Student thesis: Doctoral Thesis

Abstract

To learn kinaesthetically how to grasp or manipulate objects, a key part is to understand the mechanisms involved in the performance of movements of the digits. A human being has an elaborate system that involves the brain sending electrical signals to the skeletal muscles of the body which activate the fibres of the muscles in the body and flexion, or extension of the limb can be performed. These electrical signals allow a researcher to extract the intentions of the human in such skills as grasping or object manipulation and use the biological data to train contemporary neural network algorithms to classify the electrical signals extracted during the movements and potentially design a novel system of control.
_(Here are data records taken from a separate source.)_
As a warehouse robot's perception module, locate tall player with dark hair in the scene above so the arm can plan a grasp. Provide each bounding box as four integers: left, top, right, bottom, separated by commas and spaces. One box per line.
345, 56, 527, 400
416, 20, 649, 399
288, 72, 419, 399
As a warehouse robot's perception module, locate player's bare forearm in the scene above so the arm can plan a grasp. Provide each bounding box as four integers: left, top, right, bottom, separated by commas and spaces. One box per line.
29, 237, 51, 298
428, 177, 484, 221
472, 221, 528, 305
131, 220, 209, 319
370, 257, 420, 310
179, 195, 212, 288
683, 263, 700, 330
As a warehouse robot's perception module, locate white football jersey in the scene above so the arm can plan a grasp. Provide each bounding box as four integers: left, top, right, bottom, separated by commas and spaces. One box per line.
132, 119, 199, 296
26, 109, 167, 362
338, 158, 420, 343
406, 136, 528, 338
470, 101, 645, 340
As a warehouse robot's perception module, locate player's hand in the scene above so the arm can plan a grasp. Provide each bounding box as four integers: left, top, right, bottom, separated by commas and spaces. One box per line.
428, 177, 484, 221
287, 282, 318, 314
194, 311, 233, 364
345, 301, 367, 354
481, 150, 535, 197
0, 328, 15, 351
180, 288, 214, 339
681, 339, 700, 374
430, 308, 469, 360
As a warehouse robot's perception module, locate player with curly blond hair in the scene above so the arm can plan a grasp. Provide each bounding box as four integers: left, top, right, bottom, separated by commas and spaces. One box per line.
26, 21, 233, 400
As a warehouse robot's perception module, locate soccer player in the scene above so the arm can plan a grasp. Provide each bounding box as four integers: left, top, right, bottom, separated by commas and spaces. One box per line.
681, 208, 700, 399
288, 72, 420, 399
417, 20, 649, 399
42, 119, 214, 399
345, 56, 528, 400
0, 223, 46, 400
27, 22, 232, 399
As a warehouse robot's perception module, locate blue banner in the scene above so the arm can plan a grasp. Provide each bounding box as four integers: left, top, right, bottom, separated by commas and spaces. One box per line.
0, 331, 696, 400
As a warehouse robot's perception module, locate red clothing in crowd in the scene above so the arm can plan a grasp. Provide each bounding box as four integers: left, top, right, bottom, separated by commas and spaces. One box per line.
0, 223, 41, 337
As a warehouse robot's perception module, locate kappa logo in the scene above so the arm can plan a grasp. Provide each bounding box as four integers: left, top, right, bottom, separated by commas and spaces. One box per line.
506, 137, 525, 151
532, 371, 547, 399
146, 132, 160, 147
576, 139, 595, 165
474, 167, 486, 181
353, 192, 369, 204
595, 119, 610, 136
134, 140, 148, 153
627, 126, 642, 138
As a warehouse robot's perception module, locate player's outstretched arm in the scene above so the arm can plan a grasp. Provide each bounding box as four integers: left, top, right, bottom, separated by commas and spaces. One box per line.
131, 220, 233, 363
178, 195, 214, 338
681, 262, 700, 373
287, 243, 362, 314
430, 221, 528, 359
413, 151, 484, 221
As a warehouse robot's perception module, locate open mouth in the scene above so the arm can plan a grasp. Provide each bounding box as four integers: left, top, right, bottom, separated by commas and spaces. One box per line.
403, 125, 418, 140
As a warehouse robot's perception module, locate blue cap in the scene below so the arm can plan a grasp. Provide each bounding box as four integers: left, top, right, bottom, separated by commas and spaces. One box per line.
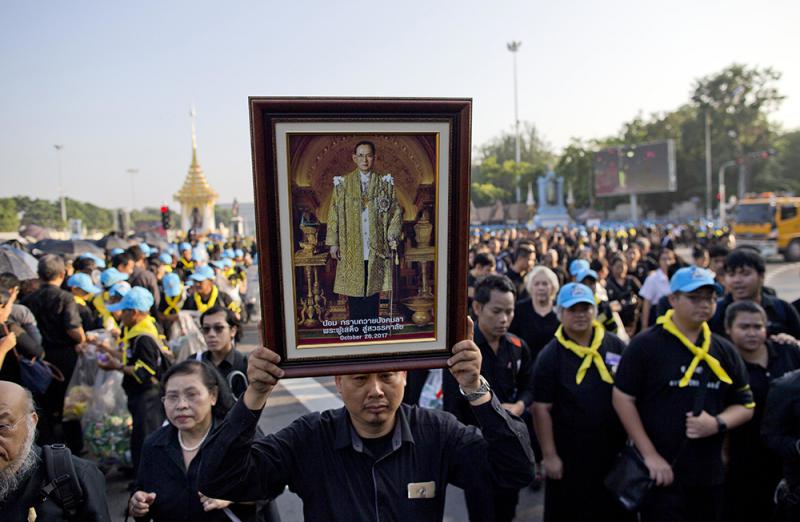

 This thesis presents a comprehensive exploration of the potential of the utilisation of the myoelectric signals captured from the surface of a human’s skin above a muscle while it is being activated to generate a movement. A popular technique known as surface electromyography (sEMG), has been employed in this thesis. sEMG is a non-invasive method of measuring the electrical activity of the muscles. Using sEMG signals and recurrent neural networks (RNNs) are demonstrated to perform the classification of finger movements and grasps with accuracies of 90% and above. This thesis employs a low-cost wearable sensor that allows for raw sEMG data to be extracted in real world environments and allow for more realistic experiments to be carried out.

 Significant contributions in the field of sEMG signal classification are presented in this thesis. These contributions exhibit improvements in the state-of-the-art in this field by employing novel neural network architectures and hybrid algorithms that have vii shown to improve the process of signal classification. These type of improvements to the performance of sEMG signal classification could have potential benefits for kinaesthetic teaching of robotic systems or teleoperation of robotic manipulators. An example application would be if someone wanted to teach an assistive robot that operates in a domestic environment how to manipulate or grasp objects, they could don a wearable sEMG sensor i.e., Myo gesture control armband, and by simply picking the object up and relay the sEMG information to the robot it could learn how to recreate the movements without the need for manual programming.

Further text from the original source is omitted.